Şimdi ben, "biz" den beni alarak yoluma devam edicem...Biliyorum ki benim canımı acıtan "biz"di...Korkma sevgili, sen de birgün korkularını tüketiceksin!

6 Mart 2009 Cuma

...GüNeBaKaN...


Ben bir günebakanım sevgili, Seni güneşim bildim.Sense beni peşinde sürükledin,yelkovanın peşinde bir akrep gibi kısacık bir an olsun istedim, senınle olan...Ben bir günebakanım sevgili, seni kıblem bildim.Sense beni hiç bilmedin!

Yoruldum senın peşinde savrulmaktan,kavruldum! Rengimi kaybettim,rengimden oldum,renginden aldım.

Ben bir günebakanım sevgili,güneşinden yorulan...Olgunlaşan! Anladım güneş yar olmayacak bana...Eğdim başımı toprağa,bekleme artık dönmem yüzümü sana...Anladım ben artık toprak "YÂR" bana...

5 Mart 2009 Perşembe

ZaMaN


Zaman şefkatli bir refakatçi gibi dikiliyor başımda..."Ben geçicem, akıcam ve sana unutturucam." tesellileri mırıldanarak kulaklarıma, beni derin bir uykunun koynuna teslim ediyor.Uyuyorum...Uyanıyorum.Zaman geçiyor.

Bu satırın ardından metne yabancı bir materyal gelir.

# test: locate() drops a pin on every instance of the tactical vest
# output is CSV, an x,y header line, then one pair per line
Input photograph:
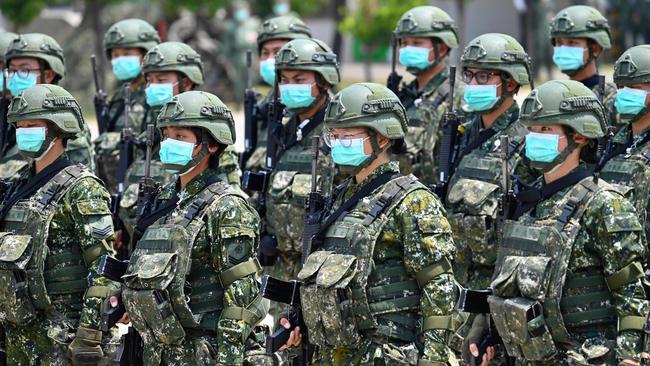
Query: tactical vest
x,y
28,267
536,301
167,291
346,296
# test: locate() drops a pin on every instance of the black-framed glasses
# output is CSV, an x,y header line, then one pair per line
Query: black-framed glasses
x,y
482,77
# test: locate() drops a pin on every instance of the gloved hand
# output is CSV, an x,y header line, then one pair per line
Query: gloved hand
x,y
85,350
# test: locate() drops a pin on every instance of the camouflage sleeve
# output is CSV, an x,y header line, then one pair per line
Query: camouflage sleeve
x,y
88,204
234,228
427,239
614,224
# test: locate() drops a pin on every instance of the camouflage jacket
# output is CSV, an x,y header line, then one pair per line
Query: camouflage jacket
x,y
82,224
418,235
607,241
228,237
474,191
425,111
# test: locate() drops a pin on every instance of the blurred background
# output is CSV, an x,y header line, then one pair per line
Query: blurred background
x,y
359,31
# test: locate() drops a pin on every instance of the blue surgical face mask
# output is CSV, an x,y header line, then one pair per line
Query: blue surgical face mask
x,y
480,97
18,83
267,70
126,67
416,57
542,147
159,94
30,139
630,101
568,58
350,153
176,155
296,96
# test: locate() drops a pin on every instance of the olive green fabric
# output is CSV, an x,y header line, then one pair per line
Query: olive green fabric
x,y
368,105
498,51
199,109
428,21
40,46
581,21
175,56
51,103
131,33
311,55
287,27
568,103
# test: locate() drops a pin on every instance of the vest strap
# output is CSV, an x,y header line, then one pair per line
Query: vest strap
x,y
241,270
625,275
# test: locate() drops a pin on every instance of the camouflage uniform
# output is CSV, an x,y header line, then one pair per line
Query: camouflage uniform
x,y
388,257
70,212
425,109
194,298
135,34
567,287
45,48
582,21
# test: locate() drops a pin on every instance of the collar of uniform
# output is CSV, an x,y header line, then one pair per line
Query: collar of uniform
x,y
390,167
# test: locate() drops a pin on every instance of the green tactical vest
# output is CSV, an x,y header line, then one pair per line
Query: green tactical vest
x,y
167,291
630,175
345,296
28,267
536,301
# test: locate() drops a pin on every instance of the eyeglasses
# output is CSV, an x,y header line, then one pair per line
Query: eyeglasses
x,y
331,139
482,77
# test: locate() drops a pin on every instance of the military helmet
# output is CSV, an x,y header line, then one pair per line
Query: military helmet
x,y
581,21
501,52
199,109
568,103
131,33
175,56
5,40
428,21
368,105
51,103
309,54
283,27
633,66
40,46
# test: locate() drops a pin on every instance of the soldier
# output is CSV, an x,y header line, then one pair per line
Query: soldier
x,y
55,224
190,288
126,42
567,287
494,66
426,36
579,35
386,251
626,161
170,68
307,70
272,36
36,58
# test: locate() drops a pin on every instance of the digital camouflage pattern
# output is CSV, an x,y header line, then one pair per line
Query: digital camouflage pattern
x,y
474,191
228,236
81,224
415,235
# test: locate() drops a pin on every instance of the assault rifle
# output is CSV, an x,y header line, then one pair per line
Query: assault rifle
x,y
250,122
100,100
314,204
394,79
449,142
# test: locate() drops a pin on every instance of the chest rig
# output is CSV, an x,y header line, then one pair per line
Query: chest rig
x,y
168,290
346,295
537,302
29,271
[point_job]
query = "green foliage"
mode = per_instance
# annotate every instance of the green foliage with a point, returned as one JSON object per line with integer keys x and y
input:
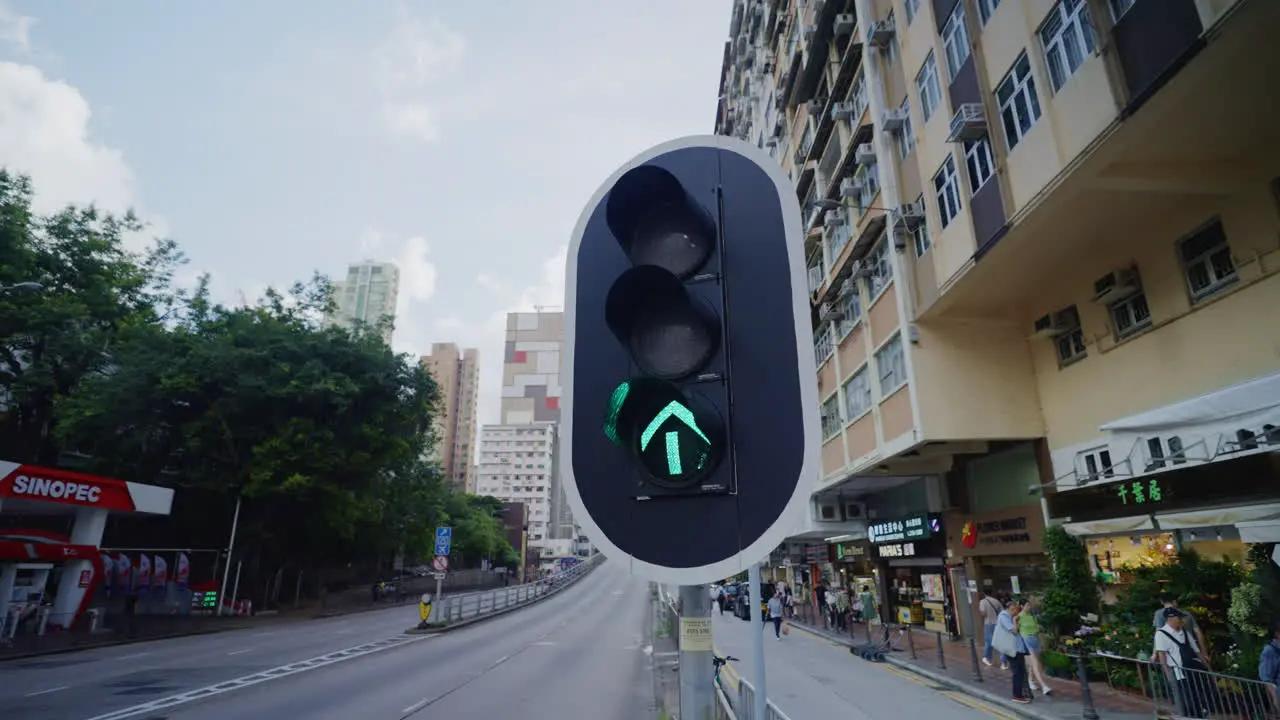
{"x": 1073, "y": 591}
{"x": 323, "y": 432}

Ne kadar da olmuş gideli diyorum,galiba unutmuşum.Sonunda başardım diyorum!Suratımda aptal bir gülümseme...Savaş kazanmış komutan edası...!Kendi kendimi kutluyorum.Sonra tam bu kutlamaların ortasında, bir köşe başında, bir yabancının suratında tamda gamzesının çukurunda sen beliriyorsun.Yine yeniden ne yaptıysam kendı adıma, mahvediyorsun!




<3 <3 <3

Aşk diye bir sarhoşluk yok! Koca bir yalan...Kendine en büyük kötülüğü yapar bu yalana körü körüne inanan...Ayık olmanı insan, Aşk kapıdan girince,Aşka ayık yakalanmalı...Yoksa ayıldığında emin olamaz insan, yaşananlar gerçekten yaşandı mı? Yada yürek yine kendi kendini mi kandırdı...

Salıncak...


Sen bir çocuksun sevgili...

Aşkım ise sana ancak bir salıncak!

Biliyorum.Bu hoyrat çocuk birgün sallanmaktan bıkacak.

Hiç bilmeyecek, kırılmak pahasına onun çocuk gönlünü eğlendirdiğimi...

Hiç bilmeyecek; korkum kırılmak değil,onun eğlencesinin yarıda kesilmesi...

Aşkım sapa sağlam bir dal gibi,beklicek seni çocuk!

Sen vazgeçene kadar vazgeçmicek.

Biliyor ama gönlüm! Bu çocuk , salıncağını terkedicek!

Peki sen biliyormusun çocuk?

Nereye gidersen git, ne yaparsan yap...

Aşklar geç, şehirler geç...

Çocuk gönlün bu salıncağı hep arayacak!